7. The major objection by public health authorities to any consideration a THR initiative for smoking cessation is the unsubstantiated belief that such an initiative will necessarily attract large numbers of non-smoking adults and teens to tobacco/nicotine use. Dr. Jonathan Winickoff is Chairman of the American Academy of Pediatrics’ Tobacco Consortium. In an article posted online in the Journal of Environmental and Public Health, Dr. Winickoff co-authored a report of a national survey of 3,240 adults (age 18 and above), including 1,802 non-smokers. They were only able to find 6(six) nonsmokers who had ever used e-cigarettes.36,37 In a second study, Action on Smoking and Health (ASH-UK) was unable to find a single nonsmoker in Great Britain - either youth or adult - who regularly uses electronic cigarettes. ASH-UK surveyed 12,171 adults and 2,178 children ages 11-18 in February and March of this year. Despite widespread awareness of electronic cigarettes among youth and adults, the survey failed to find a single adult or youth never smoker who regularly uses electronic cigarettes. "among young people who have never smoked ... 0% report continued e-cigarette use and 0% expect to try an e-cigarette soon." The study reports that: "Among adults, electronic cigarette current use ... remains at 0% among those who have never smoked.5 Despite pronouncements by federal authorities that e-cigarettes were recruiting non-smoking teens to tobacco/nicotine use,38 The CDC data actually shows that almost all of the teen e-cigarette users are smokers switching to e-cigarettes, not non-smoking teens39-42 in addition, there are a number of other references supporting the proposition that e-cigarettes can be promoted to smokers without attracting teen or other non-smokers.8-15 To my knowledge, there are no references documenting e-cigarettes habituating non-smokers to nicotine or as a gateway to smoking.

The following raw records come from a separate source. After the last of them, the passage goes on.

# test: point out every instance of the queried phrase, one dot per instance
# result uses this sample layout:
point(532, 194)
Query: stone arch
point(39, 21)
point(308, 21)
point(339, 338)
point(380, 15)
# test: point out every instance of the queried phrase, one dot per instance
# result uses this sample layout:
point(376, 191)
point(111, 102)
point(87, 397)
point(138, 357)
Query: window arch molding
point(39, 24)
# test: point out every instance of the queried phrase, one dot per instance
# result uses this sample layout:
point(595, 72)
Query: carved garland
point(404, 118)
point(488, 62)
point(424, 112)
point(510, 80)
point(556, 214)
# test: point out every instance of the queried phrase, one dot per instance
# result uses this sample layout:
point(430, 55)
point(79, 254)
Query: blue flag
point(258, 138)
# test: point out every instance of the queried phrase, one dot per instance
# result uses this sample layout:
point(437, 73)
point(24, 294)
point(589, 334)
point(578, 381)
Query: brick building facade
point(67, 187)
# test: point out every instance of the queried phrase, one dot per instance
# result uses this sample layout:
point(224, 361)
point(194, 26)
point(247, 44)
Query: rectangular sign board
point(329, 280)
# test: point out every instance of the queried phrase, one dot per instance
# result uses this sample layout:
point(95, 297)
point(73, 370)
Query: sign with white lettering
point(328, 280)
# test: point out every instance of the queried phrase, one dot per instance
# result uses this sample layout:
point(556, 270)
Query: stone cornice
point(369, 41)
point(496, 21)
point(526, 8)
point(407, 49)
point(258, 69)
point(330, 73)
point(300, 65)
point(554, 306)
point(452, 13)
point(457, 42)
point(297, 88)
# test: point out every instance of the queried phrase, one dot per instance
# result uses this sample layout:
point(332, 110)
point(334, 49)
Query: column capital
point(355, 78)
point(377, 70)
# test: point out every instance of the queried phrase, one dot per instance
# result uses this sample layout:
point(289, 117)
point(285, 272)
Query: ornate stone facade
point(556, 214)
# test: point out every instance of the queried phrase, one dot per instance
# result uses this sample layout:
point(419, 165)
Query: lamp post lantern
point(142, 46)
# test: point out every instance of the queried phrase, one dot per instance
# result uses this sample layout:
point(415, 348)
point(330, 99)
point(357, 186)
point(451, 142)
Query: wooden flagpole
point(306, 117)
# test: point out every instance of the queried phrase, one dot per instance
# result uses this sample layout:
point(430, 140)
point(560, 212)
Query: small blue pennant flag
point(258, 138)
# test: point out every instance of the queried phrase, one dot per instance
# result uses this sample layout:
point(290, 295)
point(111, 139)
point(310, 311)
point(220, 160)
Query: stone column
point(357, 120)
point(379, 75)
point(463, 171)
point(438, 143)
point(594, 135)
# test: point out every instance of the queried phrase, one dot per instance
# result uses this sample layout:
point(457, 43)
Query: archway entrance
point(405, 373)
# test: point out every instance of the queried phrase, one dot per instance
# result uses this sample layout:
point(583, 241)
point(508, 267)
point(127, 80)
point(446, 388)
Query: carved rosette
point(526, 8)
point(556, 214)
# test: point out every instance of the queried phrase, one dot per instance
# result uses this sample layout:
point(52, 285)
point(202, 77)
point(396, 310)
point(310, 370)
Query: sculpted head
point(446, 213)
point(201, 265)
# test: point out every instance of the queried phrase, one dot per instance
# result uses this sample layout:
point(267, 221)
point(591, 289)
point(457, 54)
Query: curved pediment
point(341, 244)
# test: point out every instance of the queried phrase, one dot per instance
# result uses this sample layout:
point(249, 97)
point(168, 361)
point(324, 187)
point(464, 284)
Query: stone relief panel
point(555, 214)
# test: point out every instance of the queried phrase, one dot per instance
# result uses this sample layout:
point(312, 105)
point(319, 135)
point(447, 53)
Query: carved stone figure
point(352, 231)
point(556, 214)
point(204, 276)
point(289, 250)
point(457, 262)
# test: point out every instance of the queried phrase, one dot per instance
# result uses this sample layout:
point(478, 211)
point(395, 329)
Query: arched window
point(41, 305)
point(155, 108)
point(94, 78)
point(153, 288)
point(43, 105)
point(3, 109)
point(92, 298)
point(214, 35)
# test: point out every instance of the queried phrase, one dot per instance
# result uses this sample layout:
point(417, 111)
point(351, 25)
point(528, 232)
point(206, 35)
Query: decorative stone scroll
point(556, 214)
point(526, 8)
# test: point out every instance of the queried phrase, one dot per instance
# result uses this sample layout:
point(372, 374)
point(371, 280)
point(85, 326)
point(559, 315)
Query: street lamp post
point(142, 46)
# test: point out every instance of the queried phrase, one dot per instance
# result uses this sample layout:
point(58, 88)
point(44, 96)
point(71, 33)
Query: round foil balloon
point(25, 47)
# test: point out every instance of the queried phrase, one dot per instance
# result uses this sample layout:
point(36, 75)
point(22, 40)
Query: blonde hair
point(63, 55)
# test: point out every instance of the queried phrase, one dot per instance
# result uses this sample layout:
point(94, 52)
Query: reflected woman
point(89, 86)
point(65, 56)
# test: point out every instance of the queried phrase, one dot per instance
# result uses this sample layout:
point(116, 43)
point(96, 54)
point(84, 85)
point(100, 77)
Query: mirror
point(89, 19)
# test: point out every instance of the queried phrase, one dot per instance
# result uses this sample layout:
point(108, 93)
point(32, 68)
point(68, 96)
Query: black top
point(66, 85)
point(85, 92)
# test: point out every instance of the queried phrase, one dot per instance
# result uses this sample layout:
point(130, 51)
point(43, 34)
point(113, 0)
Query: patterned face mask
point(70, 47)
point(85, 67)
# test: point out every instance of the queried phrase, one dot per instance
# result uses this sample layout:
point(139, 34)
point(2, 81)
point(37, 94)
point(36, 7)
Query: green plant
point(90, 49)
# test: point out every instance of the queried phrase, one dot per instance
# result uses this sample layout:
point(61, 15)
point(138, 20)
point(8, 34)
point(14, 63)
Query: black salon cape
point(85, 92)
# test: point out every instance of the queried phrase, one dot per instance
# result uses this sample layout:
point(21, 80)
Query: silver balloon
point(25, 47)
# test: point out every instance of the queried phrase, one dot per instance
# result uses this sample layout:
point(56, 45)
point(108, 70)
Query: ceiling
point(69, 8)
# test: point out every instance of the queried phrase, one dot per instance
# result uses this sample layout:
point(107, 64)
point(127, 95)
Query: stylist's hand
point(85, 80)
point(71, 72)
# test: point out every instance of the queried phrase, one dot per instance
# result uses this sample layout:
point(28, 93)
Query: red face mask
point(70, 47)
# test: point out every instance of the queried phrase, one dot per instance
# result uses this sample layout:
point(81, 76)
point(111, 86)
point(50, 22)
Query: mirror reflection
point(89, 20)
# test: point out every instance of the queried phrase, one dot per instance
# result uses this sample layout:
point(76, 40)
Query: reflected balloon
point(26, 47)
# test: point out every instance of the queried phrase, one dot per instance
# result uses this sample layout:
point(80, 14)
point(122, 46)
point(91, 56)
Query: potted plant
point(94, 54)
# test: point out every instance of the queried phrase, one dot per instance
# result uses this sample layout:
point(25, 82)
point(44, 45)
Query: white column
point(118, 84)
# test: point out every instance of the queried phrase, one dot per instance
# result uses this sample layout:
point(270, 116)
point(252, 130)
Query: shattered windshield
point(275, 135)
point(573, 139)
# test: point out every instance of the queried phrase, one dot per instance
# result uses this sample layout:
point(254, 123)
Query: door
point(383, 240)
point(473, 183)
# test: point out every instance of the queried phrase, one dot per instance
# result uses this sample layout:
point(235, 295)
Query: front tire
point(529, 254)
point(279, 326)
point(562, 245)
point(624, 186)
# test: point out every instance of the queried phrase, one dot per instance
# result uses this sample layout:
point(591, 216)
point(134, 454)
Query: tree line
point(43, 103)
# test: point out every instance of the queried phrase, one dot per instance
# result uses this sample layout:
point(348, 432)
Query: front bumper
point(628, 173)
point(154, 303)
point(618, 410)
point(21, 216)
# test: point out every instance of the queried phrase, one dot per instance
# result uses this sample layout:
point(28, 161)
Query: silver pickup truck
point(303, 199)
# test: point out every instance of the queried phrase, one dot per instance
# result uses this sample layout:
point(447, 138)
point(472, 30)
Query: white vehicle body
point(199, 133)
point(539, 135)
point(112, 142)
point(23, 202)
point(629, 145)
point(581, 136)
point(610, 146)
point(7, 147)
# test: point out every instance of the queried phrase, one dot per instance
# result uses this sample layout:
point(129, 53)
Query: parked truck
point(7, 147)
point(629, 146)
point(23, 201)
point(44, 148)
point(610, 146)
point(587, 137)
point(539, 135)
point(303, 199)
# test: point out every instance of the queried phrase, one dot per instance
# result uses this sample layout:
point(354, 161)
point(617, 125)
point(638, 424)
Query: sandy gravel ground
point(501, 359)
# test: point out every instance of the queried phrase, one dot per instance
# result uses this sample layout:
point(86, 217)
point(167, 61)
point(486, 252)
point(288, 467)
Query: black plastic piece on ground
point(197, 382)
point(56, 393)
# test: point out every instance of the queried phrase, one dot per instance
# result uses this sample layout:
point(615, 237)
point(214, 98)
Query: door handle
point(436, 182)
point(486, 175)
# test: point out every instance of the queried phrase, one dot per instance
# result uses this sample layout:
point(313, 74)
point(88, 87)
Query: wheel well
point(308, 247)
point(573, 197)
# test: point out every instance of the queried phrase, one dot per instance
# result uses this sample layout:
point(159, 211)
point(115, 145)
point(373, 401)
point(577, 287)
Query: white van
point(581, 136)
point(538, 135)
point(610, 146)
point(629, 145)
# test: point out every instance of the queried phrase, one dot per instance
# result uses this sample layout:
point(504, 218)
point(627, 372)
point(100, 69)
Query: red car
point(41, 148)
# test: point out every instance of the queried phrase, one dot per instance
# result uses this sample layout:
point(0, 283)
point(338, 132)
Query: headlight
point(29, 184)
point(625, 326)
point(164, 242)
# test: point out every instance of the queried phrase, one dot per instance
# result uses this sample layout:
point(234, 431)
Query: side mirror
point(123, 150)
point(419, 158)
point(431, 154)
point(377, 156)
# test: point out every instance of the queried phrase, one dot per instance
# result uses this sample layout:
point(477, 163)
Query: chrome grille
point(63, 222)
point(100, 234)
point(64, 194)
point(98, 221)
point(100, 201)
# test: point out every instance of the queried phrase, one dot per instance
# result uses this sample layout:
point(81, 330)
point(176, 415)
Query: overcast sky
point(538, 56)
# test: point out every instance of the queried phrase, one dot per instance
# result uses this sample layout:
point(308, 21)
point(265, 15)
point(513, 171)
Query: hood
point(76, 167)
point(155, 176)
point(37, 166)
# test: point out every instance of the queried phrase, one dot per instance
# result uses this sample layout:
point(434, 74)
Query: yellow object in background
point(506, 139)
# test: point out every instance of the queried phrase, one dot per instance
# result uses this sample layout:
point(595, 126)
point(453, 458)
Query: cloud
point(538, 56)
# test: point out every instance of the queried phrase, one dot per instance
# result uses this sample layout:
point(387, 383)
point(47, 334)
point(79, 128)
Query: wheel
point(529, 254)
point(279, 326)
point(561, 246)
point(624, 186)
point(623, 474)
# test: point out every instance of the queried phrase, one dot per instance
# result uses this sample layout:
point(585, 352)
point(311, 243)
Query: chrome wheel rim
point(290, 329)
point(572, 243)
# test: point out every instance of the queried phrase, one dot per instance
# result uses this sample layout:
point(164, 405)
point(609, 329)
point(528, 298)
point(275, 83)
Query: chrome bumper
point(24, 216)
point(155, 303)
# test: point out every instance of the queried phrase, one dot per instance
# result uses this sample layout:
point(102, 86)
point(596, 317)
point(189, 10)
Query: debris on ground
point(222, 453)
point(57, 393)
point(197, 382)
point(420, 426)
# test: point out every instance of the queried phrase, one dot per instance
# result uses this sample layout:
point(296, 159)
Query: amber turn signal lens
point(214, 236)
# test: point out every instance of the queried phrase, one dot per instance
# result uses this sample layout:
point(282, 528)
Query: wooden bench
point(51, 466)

Proposed Alternative Analytic Framework:


I therefore recommend that the currently proposed analytic framework be replaced with the following Proposed Key Questions to be Systematically Reviewed
[h=2]Proposed Issues to be Systematically Reviewed[/h]1. What is the risk of potentially fatal tobacco-attributable illness posed by the following classes of tobacco/nicotine products?

a. Tobacco Cigarettes

b. Other Combustible tobacco products (pipes and cigars)

c. Hookahs – that burn charcoal and draw the fumes through flavored tobacco

d. Smokeless whole-tobacco products on the American Market for more than 20 years – chewing tobacco, snus, other snuff products

e. Pharmaceutical nicotine replacement therapy products (patches, gum, lozenges, inhalers)

f. Likely risk posed by newly introduced products, and the means by which these risk estimates can be confirmed:
i. Dissolvables (sticks, strips and orbs)
ii. E-cigarettes and other Electronic Nicotine Delivery Systems
iii. JLN Note: All this presumes that the interest of the USPSTF is limited to the United States. If this is not the case, then the health-related aspects of use of Gutkha and Pan Masala should also be addressed. These are in common use in India and elsewhere in Asia. These products carry an inordinate risk of mouth cancer.
iv. JLN Note: The purpose of USPSTF review of risk by class of tobacco product is to identify which products should be considered as tobacco harm reduction modalities.

2.
USPSTF literature review should be limited to smoking cessation protocols that promise to show abstinence rates from smoking of 30 percent or more at six months or more after initiation of the protocol

a.
JLN Editorial Note: my personal impression is that, for inveterate smokers, short term interventions are unlikely to ever achieve continuing abstinence rates of 30 percent or more six months or more after initiation of the intervention. Success is likely, however, with long-term interventions in a harm reduction mode that allow the smoker to continue use of the harm reduction product as long as he or she feels the need to do so. Success is also likely for health-education interventions where the participant is left with means for self-reinforcement whenever the urge to smoke returns.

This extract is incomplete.